Lichttherapie

UV-Therapien (UVA, PUVA, UVB 311nm)
 

Dosis facit venenum
Die Dosis macht das Gift

Paracelsus (1493 - 1541)

Zuviel Sonne schadet unserer Haut, lässt sie altern und erzeugt Hautkrebs. Andererseits fördert Sonnenstrahlung in vernünftigen Mengen über Vitamin-D-Bildung die Gesundheit und lindert zahlreiche Hautkrankheiten. Als juckreizlindernde und antientzündliche Massnahme ist die UV-Therapie bei zahlreichen Hautkrankheiten nicht mehr wegzudenken. Chronische Hautkrankheiten wie Neurodermitis, Schuppenflechte (Psoriasis), Vitiligo und Lichen ruber sowie der chronische Juckreiz sprechen gut auf eine Behandlung mit ultraviolettem Licht als UVA oder Schmalspektrum-UVB an. Gleichzeitig können die Nebenwirkungen einer langfristigen Verwendung von Kortison durch die UV-Therapie reduziert werden. Für optimale Ergebnisse sollte die Ganzkörperbehandlung drei Mal pro Woche durchgeführt werden. Die eigentliche Behandlung dauert nur wenige Sekunden bis Minuten. Die Risiken einer UV-Therapie entsprechen grundsätzlich jenen der natürlichen Sonnenbestrahlung.

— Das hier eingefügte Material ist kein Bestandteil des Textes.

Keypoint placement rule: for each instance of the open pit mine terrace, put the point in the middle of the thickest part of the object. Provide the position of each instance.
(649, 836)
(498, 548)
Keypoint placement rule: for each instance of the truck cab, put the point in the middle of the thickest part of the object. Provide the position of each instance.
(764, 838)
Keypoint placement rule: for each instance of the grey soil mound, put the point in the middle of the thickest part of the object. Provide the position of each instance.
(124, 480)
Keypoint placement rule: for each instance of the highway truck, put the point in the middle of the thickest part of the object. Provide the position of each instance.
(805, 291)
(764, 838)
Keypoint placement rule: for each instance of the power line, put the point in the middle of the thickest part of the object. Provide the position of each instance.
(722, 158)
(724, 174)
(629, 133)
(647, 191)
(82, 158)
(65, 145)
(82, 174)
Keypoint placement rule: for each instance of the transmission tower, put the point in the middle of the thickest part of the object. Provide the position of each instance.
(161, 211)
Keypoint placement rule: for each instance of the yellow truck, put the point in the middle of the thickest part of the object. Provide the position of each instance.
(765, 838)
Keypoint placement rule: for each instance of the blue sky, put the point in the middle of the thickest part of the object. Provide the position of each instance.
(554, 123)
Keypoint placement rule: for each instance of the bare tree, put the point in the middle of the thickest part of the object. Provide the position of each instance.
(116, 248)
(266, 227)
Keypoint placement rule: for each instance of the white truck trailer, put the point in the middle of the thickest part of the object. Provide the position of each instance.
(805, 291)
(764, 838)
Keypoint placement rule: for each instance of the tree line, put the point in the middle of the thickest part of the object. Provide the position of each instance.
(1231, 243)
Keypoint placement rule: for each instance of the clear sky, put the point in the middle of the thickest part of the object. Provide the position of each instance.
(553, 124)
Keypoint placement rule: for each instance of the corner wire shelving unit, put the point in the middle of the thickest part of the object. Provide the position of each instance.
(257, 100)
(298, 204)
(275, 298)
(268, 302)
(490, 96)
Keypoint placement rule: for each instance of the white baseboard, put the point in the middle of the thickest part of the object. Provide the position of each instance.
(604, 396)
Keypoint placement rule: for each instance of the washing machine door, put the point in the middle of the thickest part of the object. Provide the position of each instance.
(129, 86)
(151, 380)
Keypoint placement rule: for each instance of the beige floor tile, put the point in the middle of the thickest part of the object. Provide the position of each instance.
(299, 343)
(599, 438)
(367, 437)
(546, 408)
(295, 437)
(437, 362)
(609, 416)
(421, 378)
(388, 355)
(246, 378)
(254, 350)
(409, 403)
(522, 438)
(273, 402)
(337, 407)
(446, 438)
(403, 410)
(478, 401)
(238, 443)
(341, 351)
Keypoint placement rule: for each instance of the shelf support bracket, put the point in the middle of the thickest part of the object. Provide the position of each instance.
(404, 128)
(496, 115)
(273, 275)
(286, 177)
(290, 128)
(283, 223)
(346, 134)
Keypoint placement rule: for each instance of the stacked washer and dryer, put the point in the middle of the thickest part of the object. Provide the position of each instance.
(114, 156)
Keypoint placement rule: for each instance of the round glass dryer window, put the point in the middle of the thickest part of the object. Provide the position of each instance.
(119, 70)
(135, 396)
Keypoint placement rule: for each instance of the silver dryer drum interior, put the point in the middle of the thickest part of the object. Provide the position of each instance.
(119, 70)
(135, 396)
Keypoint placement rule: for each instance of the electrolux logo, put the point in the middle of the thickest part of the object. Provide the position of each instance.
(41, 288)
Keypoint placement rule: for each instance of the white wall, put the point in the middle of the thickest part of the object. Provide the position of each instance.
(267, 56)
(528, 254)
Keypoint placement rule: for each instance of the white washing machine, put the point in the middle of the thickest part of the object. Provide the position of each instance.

Photodynamische Therapie (PDT)
Die photodynamische Therapie ist ein lichtbiologisches Verfahren zur Behandlung von Vorstufen weissen Hautkrebses (Praekanzerosen) und oberflächlichen Basaliomen. Diese Methode ist bei sinnvoller Anwendung eine Alternative zur Operation. Das Verfahren eignet sich vor allem aufgrund hervorragender kosmetischer Resultate für grossflächige Veränderungen an prominenten Stellen wie im Gesicht, Glatzenbereich und Dekolleté. Als weitere Indikationen für die photodynamische Therpie können im weiteren Warzen, sowie Altershaut (Anti-aging-Behandlung) gelten. Diese Indikationen sind aber noch nicht zugelassen und müssen mit dem behandelnden Arzt besprochen werden.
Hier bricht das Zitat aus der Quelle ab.